Wednesday, April 22, 2015

Monument Rocks

This morning when we woke up and looked out our back bedroom window, we saw that we were surrounded by a flock of turkeys. There were about 12 turkeys, two toms with their tails fanned, and the rest hens. (I'm taking this picture through the screen.)

To the side of us was this group of hens.

When we got to the park yesterday, the office was already closed so this morning we stopped in to learn about park attractions, get a park map and ask for directions to Kansas' geo-site, Monument Rocks. Meet Larry and Patsy. Patsy runs the office, I'm not sure what Larry does but he knew a lot about the park and the surrounding area. 

In the office was this wonderful Snowy Owl.

Monument Rocks are 18 miles from the park down some pretty basic roads. Imagine you are a pioneer traveling west across Kansas to the Rockies following the Smoky Hill Trail. As you cross Kansas all you see is the landscape shown above (ignore the truck and petroleum tanks on the left).

As we travelled this road I wasn't going fast enough so I pulled over to let the pickup pass. There he goes!

As we approached Monument Rocks we pass herds of free-range cattle on a pretty flat terrain.

All of a sudden, up pops these Monument Rocks, also know as the Chalk Pyramids, sentinels demonstrating the awesome power of wind and water erosion

All right class, by now you know that during the Cretaceous period an inland ocean once inundated central North America. 

Ninety million years ago, the North American Plate slowly converged with the Pacific Plate, causing the central area of the continent to sag. Waters from the Arctic Ocean and the Gulf of Mexico gradually coalesced within the newborn trough. This Western Interior Seaway extended 600 miles from the embryonic Rockies east to the Appalachians, and at least 3,000 miles north to south. Geologists describe this as one of the greatest epicontinental seas of all time, on average 500 feet deep and characterized by a placid, tropical environment. 

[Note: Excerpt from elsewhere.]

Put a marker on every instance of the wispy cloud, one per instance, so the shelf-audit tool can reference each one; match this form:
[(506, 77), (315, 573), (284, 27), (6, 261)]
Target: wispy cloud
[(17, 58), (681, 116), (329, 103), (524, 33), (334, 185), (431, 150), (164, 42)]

As the Cretaceous period closed, the growth of the Rocky Mountains elevated the land surface of North America and forced the Western Interior Seaway to retreat. In its wake lay a vast, relatively thick sequence of sedimentary rock composed predominately of shale, chalky limestone, and chalk. For 65 million years a steady siege of erosion, initially by streams, and then through the action of wind, created isolated islands of the chalk-rich Monument Rocks.  95% of Monument Rocks is chalk, quite similar in composition to the famed White Cliffs of Dover of southern England.

Most recently, the Smoky Hill River, wind and rain have eroded the chalk deposits, creating bluffs and outcroppings and exposing some of the best fossils that have been found anywhere in the world. Many of the fossils found in this area are now on display in museums around the world.

Of course, Mr. Spock found these examples of wind erosion fascinating.

He was surprised that they were so big.

Spock loved being in the middle of this famous spot in Kansas, one of the landmarks used by the pioneers as they travelled west.

Some more pictures of these stunning rock formations.



Maybe you can just see Frederick at the base of the formation - lower center left.

There's Frederick.

We are wearing our windbreakers because the wind, which did much of the erosion, was continuing to blow and it was in the 50s (it was 36 when we woke this morning).


We wanted to see some of the fossils that have been found at this site and we were told that the Keystone Gallery, located back on the highway, would have some on display. We found this sign and after driving through many major dips in the road, which would fill with water in the rain, we made our way back to the highway.


Along the way we passed this cemetery which had recent graves. The letters of the sign are fused chain links.


Here we are at the closed Keystone Gallery. Frederick tried to call for an appointment but all he got was a voice message.

Here is a picture of Pteranodon (Tur-an-o-don), one of the largest known flying reptiles, with a wingspan over 20 ft. It existed during the late Cretaceous period of North America in present day Kansas.

Back in Lake Scott State Park there was another interesting feature to visit.

El Quartelejo (also El Cuartelejo - Spanish Spelling) was believed to be built in the 1600s by a group from the Taos and Picuris Pueblo Indians, fleeing Spanish rule in search of a new home among the Prairie Apache. Known as the Quartelejo Apache, they constructed pueblos and cultivated crops using a system of irrigation ditches from a near-by spring, the same springs that feed the current Lake Scott. They lived here for nearly twenty years before returning to their homes in the south. 

During the years that followed, the pueblo was occupied by members of other nations with the last known Indians around 1706. The Spanish and French occasionally occupied the structure as a frontier outpost during the 18th century. However, after 1763 and the French retreat from the area, the pueblo was abandoned. Eventually, its walls decayed and the structure was buried by wind drifted soil.

In the mid-1890s, the Pueblo ruins were discovered and excavated by two professors from the University of Kansas. The ruins, together with the recovered artifacts, stone and bone tools, ornaments and pottery shards, led to the identification of this site as that of the historic El Cuartelejo, believed to be the northernmost pueblo in North America.